The beleaguered Bahraini investment firm Arcapita said yesterday that it had formally emerged from Chapter 11 bankruptcy proceedings in the United States, paving the way for an ordered sale of assets to pay off its creditors.
The announcement comes almost 18 months to the day after the investment company became the first Middle Eastern entity to file for bankruptcy protection in the US courts, after failing to reach agreement with creditors about the restructuring of a US$1.1billion loan.
Under the terms of the reorganisation, approved by the courts in June, the company’s investment portfolio will be managed by New Arcapita (legally referred to as Aim Group Ltd), led by the existing management team, with the objective of maximising exit values across the portfolio, the company said.
The new entity has been established to conduct an orderly disposal of assets to avoid a fire-sale liquidation of the company.
RA Holding, a new entity owned by the creditors, will determine the value of Arcapita’s investment portfolio, the statement said.

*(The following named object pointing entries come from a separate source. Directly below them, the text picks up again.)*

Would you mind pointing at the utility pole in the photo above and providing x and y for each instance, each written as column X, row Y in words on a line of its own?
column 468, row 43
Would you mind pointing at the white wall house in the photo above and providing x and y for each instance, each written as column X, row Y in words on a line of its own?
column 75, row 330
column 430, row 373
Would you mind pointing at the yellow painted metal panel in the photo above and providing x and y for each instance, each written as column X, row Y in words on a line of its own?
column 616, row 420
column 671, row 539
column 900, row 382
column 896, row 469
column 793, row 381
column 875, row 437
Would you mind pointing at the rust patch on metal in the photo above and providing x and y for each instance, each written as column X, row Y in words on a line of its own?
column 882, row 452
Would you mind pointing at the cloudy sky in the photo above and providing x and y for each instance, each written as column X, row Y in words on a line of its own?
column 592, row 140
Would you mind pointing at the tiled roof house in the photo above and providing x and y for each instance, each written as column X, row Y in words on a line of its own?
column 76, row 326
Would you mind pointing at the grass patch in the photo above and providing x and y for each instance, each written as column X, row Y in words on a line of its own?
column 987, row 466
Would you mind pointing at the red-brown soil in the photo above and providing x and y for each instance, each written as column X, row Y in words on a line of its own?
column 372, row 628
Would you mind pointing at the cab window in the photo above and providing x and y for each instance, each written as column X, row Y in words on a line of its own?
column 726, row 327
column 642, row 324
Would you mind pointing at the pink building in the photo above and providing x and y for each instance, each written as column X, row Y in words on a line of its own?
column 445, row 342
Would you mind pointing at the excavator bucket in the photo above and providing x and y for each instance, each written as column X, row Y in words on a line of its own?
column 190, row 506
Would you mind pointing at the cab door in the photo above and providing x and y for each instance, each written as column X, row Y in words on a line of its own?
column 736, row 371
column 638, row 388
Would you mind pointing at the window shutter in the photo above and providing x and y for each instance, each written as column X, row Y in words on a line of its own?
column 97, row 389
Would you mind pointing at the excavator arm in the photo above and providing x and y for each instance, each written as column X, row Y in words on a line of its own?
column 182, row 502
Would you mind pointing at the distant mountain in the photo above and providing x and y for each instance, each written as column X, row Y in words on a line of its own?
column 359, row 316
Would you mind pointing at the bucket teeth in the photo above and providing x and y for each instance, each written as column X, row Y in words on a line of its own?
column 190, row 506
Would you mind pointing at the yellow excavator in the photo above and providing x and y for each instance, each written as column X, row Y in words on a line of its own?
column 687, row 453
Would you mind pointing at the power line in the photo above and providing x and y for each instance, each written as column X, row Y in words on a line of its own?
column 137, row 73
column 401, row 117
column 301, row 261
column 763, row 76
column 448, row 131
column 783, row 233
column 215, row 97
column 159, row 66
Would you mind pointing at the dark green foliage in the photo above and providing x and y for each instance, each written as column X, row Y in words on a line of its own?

“Chapter 11 was a challenging experience, but one which has enabled us to deliver a solution in the best interests of our investors, creditors and other stakeholders,” said Atif Abdulmalik, Arcapita’s chief executive. “Under New Arcapita, we will be able both to assist RA and investors to maximise the value of the existing investment portfolio and to undertake new investment opportunities.”
The reorganisation plan, which formally came into effect yesterday, includes a $350 million Goldman Sachs-led Sharia-compliant financing facility. This will be utilised to fund operating cash flow requirements of post-reorganisation RA and certain obligations in connection with the reorganisation, the company said.

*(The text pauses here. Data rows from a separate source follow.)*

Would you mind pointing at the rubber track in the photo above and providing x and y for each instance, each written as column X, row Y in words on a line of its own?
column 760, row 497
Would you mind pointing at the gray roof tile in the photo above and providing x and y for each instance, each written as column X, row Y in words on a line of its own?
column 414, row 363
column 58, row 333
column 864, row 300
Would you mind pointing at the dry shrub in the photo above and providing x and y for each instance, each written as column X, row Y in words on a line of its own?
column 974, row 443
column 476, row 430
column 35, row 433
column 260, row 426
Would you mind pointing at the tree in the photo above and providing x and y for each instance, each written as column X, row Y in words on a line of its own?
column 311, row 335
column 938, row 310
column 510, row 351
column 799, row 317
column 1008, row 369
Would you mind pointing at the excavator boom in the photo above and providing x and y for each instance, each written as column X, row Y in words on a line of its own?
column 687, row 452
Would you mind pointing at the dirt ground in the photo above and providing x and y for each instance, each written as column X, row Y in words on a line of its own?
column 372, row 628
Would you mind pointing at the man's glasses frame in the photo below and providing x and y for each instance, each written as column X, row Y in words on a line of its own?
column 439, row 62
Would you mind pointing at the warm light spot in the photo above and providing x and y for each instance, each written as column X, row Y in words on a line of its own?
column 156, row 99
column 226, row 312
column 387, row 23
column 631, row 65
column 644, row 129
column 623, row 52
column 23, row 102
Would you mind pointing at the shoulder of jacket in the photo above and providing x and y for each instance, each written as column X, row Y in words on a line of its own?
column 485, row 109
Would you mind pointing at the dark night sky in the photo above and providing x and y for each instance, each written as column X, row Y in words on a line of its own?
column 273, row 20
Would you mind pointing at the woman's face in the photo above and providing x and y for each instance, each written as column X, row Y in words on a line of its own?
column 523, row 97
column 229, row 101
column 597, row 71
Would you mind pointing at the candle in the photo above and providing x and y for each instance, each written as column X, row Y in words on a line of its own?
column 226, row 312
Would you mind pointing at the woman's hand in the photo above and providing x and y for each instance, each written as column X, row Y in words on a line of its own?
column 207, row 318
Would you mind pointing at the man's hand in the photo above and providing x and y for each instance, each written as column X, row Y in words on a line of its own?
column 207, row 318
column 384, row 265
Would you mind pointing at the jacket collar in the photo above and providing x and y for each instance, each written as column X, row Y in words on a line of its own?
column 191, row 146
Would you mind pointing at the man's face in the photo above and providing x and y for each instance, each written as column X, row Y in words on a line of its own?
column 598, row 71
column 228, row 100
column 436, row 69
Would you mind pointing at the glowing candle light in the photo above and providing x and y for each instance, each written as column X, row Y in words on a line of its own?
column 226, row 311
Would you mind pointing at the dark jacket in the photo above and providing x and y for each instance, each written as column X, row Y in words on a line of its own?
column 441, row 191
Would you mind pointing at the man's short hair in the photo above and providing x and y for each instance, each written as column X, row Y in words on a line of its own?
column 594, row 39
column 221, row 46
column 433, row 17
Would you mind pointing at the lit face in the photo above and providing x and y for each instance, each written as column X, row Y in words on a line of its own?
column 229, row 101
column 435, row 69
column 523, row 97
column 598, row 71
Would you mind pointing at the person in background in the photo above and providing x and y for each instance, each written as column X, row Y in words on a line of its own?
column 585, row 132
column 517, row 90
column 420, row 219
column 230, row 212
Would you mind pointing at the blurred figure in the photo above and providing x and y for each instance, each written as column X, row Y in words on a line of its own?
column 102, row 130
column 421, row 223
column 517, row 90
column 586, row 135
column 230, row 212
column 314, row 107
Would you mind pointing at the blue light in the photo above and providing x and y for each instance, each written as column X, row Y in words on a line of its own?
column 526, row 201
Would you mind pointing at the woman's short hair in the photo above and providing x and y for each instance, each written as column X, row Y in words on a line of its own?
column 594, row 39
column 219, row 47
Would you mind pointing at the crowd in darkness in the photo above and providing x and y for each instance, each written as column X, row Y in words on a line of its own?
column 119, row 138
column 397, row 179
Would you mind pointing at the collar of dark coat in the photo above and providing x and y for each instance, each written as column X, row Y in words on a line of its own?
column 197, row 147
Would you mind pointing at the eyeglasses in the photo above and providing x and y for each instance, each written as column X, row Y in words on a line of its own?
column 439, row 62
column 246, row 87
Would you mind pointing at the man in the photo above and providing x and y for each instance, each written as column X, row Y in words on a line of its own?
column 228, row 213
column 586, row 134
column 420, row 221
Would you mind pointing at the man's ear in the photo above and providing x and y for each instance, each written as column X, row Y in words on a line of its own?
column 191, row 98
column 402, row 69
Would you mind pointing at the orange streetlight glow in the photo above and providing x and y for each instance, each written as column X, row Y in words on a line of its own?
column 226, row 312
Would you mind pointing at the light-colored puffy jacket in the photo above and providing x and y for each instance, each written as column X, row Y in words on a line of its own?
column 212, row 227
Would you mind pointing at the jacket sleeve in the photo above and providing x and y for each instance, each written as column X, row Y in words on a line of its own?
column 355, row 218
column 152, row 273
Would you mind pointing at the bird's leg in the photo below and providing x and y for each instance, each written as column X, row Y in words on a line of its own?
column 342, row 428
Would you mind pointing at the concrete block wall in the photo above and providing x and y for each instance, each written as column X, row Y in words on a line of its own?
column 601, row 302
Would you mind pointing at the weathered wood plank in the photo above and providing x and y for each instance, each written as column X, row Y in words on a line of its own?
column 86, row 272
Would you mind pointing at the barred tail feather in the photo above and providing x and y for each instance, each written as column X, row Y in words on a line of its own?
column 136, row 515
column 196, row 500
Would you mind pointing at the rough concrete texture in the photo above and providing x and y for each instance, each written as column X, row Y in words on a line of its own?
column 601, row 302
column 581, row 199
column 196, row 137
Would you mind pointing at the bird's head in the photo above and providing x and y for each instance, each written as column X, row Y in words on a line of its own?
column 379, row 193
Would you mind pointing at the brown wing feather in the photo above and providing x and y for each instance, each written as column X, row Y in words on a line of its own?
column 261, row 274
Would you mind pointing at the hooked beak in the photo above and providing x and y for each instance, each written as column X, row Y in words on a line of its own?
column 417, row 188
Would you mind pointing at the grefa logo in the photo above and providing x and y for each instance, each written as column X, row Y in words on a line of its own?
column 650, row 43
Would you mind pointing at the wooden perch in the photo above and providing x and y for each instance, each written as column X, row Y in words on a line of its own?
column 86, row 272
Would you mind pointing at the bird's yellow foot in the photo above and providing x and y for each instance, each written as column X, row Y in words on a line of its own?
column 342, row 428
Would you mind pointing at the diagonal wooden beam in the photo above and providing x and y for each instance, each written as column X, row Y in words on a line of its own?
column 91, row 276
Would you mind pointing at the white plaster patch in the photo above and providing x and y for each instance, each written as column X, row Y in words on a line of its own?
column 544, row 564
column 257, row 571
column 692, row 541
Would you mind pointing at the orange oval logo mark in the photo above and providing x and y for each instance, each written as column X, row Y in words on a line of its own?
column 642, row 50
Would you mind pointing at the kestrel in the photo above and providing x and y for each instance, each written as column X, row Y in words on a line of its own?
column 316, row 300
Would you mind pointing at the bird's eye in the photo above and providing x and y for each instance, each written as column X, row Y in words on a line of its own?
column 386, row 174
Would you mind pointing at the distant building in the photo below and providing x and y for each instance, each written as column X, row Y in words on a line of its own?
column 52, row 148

Arcapita hit the headlines in March last year when it filed for Chapter 11.
The company was obliged to seek protection from the courts after hedge funds that had bought into the secondary market refused to agree to a consensual out-of-court debt restructuring as they targeted the company’s US assets.

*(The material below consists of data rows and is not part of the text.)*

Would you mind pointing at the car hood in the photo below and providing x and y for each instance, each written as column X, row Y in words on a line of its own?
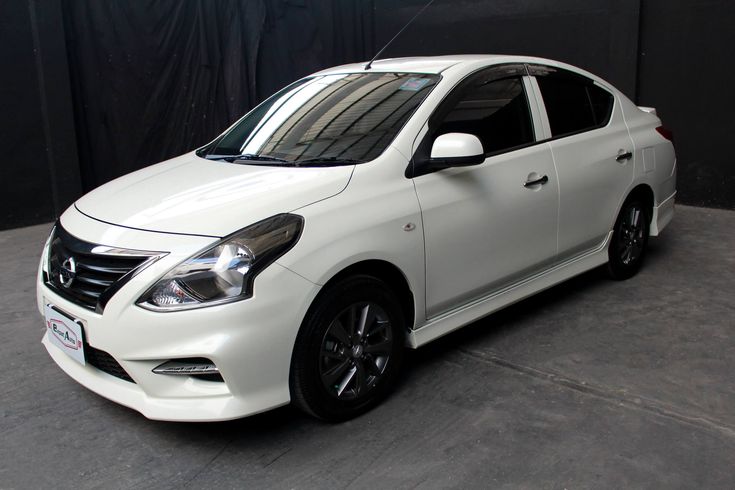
column 192, row 195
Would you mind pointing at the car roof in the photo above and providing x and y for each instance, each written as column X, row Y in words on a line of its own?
column 431, row 64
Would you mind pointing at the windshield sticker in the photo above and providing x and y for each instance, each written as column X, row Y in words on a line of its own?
column 414, row 84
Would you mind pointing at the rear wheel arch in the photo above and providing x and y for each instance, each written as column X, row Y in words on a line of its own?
column 645, row 194
column 388, row 273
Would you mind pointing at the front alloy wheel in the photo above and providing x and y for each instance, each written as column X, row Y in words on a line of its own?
column 349, row 350
column 356, row 350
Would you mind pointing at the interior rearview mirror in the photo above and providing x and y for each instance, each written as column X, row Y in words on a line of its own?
column 457, row 150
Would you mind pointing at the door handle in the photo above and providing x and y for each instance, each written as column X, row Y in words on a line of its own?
column 623, row 156
column 541, row 181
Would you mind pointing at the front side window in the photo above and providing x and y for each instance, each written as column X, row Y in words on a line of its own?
column 326, row 120
column 496, row 111
column 573, row 103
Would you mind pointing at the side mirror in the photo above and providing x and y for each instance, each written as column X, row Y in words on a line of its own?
column 456, row 150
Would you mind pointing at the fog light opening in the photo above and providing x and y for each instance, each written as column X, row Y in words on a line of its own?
column 197, row 367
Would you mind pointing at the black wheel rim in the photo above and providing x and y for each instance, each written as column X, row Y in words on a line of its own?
column 632, row 235
column 355, row 351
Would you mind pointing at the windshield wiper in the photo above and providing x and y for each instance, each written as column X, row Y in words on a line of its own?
column 247, row 157
column 326, row 161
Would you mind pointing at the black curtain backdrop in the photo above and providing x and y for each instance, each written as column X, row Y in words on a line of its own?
column 153, row 79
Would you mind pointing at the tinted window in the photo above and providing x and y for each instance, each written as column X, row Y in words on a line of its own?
column 494, row 111
column 333, row 118
column 573, row 103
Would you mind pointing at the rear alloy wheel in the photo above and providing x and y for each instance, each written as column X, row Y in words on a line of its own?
column 629, row 240
column 349, row 350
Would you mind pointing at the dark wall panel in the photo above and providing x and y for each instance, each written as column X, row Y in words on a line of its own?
column 687, row 73
column 152, row 80
column 94, row 89
column 598, row 35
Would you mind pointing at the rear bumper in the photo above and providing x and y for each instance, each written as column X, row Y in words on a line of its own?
column 662, row 215
column 250, row 341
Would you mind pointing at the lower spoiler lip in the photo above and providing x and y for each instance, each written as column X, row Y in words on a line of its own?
column 650, row 110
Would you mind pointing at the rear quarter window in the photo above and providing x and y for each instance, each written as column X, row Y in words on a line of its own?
column 573, row 102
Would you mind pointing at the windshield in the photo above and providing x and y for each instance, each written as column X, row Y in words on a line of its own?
column 325, row 120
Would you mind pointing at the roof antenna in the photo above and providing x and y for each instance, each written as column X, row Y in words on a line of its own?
column 367, row 67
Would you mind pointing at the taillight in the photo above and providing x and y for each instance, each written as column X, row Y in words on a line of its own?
column 666, row 133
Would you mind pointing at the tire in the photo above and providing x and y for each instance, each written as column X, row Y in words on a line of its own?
column 630, row 239
column 349, row 351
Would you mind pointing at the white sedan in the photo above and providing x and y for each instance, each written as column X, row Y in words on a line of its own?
column 356, row 212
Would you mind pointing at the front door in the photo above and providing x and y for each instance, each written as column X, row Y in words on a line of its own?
column 483, row 228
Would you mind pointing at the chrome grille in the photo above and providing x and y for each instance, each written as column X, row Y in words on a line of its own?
column 105, row 363
column 89, row 274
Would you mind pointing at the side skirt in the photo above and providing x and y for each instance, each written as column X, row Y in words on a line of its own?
column 470, row 312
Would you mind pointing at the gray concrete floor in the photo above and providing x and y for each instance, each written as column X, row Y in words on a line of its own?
column 593, row 384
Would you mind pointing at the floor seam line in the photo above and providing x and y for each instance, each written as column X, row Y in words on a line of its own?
column 613, row 396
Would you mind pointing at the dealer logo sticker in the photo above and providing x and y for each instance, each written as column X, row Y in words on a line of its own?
column 65, row 334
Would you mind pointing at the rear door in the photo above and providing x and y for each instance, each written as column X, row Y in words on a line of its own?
column 592, row 150
column 482, row 227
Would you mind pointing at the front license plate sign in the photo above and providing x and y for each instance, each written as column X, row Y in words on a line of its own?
column 65, row 333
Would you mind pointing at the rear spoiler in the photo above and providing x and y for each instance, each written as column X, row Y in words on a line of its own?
column 650, row 110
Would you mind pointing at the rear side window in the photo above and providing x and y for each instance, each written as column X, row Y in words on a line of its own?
column 495, row 111
column 573, row 103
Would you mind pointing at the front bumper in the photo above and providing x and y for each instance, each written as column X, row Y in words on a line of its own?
column 250, row 341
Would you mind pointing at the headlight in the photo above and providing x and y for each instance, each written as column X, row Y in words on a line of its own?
column 225, row 272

“Chapter 11 provided a comprehensive and transparent framework to restructure the business. We appreciate the strong support that we received from our stakeholders and look forward to delivering future value to investors,” said Abdulaziz Aljomaih, Arcapita’s vice chairman of the board of directors.
The strategy is similar to that employed by Drydocks World, which became the first company in the UAE to use a legal avenue to approve its debt restructuring plan, filing a commercial voluntary arrangement in the Dubai World Tribunal in April last year.
Arcapita’s plan allows for the full payment of debts to Standard Chartered, Arcapita’s sole secured creditor. General unsecured creditors – the largest of which is the Central Bank of Bahrain, owed $255.1m – are expected to receive about 7.7 per cent of the $1.9bn they are owed, according to court documents.